同様に、フードコートでは日本ではファミリー層を意識した安心感ある導線と座席配置が重視され、中国では若年層をターゲットとしたトレンド性やSNS映えのある空間演出が鍵となる。アウトレットモールでは、訪れる人々が“発見”や“探索”の楽しさを体験できるよう、視線のコントロールやゾーニングが戦略的に設計される。
レジデンスにおいても、「暮らし方」そのものが異なる。日本では収納性や動線の合理性が重要視されるが、中国ではゲストを迎えるための共有空間や、家族内のプライバシーを保つゾーニングに関心が集まっている。このように空間体験のニーズは国によって異なり、単なるデザインの輸出では通用しない。
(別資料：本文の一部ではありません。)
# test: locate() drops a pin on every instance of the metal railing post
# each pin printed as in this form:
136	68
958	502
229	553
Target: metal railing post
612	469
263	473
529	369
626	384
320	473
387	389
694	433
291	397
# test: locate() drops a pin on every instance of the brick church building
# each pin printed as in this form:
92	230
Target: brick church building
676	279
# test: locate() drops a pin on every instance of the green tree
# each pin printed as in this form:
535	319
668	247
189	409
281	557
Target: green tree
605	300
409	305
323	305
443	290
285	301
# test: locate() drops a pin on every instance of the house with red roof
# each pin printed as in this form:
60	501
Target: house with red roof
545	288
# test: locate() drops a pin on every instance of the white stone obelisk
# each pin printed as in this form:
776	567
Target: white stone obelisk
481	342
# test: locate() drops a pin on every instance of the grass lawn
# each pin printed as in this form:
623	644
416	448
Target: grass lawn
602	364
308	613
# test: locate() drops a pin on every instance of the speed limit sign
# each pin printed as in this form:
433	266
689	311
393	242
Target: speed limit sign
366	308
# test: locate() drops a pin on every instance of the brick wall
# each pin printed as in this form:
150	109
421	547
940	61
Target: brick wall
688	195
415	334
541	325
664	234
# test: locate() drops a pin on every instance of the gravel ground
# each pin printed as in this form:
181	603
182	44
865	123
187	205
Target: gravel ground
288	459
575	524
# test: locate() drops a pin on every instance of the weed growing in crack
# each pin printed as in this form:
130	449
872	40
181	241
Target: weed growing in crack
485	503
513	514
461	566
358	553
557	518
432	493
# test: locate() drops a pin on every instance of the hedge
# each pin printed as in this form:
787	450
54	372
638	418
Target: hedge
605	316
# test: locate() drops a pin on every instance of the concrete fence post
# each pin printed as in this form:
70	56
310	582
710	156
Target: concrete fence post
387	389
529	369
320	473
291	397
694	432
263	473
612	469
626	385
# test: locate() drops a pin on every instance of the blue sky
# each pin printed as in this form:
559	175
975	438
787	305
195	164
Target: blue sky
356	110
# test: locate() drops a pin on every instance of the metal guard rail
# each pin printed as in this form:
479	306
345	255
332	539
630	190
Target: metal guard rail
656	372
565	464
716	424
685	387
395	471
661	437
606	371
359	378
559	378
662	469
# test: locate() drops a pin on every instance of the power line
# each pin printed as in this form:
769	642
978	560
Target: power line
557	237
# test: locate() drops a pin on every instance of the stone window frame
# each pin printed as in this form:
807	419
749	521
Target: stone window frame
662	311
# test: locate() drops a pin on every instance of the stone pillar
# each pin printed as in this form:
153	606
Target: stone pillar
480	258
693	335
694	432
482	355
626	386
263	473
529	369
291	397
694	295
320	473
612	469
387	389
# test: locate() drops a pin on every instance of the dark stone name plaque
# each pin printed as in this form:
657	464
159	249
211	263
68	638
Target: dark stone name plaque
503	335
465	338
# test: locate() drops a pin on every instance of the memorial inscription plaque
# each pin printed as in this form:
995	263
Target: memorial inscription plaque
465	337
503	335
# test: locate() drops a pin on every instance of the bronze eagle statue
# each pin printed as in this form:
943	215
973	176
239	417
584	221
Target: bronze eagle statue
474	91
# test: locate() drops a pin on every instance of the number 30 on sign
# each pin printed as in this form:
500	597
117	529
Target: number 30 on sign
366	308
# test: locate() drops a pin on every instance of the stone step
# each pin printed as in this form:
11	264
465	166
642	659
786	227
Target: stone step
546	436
だからこそ、空間デザインは「誰のための体験を、どの文脈で、どう実現するか」という問いへの戦略的解答であるべきだ。色彩、照明、音環境、素材感、香り、動線、サイン計画など、すべての要素は「体験を設計するための手段」に他ならない。そしてそれらを一貫性あるストーリーに落とし込むことで、人々の行動と感情を導く空間体験が生まれる。
空間とは、ただの“箱”ではない。それは人の意識を動かし、購買意欲を高め、ブランドへの共感を生む「戦略の舞台装置」である。日本でも中国でも、空間デザインの本質は「体験価値の設計」であり、そこにこそグローバルに通用する空間クリエイションの本質があるといえるだろう。